Wednesday, June 24, 2009

Friends NGO and Hikikomori

In March I had the opportunity to meet Sebastien Marot, the founder of the Cambodian-based NGO, Friends, also known as Mith Samlanh. I went for a visit to the Friends headquarters in Phnom Penh with the group of students from INSEAD, the business school.

As followers of the blog would know, I am not a fan of NGOs in general, having seen too many inefficient, corrupt and lying ones in my time here and in Singapore (hello, Singapore National Kidney Foundation). But I have to tell readers Friends is a great project. Since that meeting, I've directed many tourists to the Friends shop in the Old Market here in Siem Reap. They have a brilliant, well thought out project going which I'll write in detail in another entry.

Friends works with Cambodian street children and youth and have been so successful they have been invited by government agencies elsewhere in the world to provide advice on how to deal with street kids. In developed countries, they are not called street kids, but "marginalised urban youth", said Sebastien. These young people who drop out of society and shut themselves out (or in, as the case may be) are also a problem for society and government agencies are struggling to understand and deal with them. It is in this context that an agency in Hong Kong has approached Friends for help.
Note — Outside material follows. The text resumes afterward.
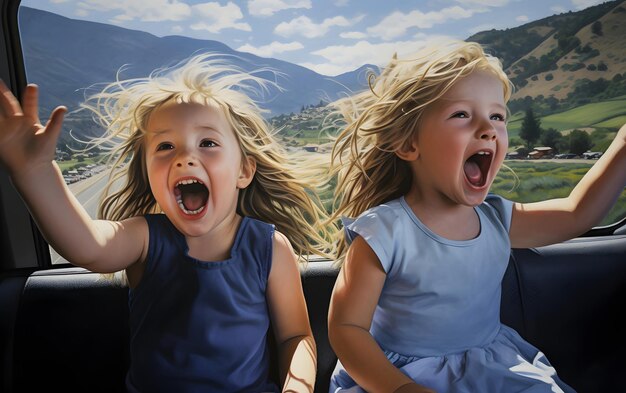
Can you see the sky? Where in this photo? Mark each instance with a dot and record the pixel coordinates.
(330, 37)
Anyway, I was thinking of Friends after reading this New York Times article on Japan's hikikomori, young men and women who shut themselves in their rooms playing video games or being online all day. South Korea and Taiwan have also reported the same problem.

From the NYT article:
"Japanese young people are considered the safest in the world because the crime rate is so low," Saito said. "But I think it's related to the emotional state of people. In every country, young people have adjustment disorders. In Western culture, people are homeless or drug addicts. In Japan, it's apathy problems like hikikomori."
Cambodia has the homeless and drug addicts, but as Cambodia becomes more urbanised, I wonder if they'll also have hikikomoris--young people who cannot cope with the system, or choose not to. In Singapore, I knew of a 30-something man like this. He would not get a job, lived with his parents who eventually gave up on him but yet allowed to him to continue as he did. Occasionally he would buy expensive things using his parents' credit card--without permission of course. I always wondered why his parents did not throw him out of the house.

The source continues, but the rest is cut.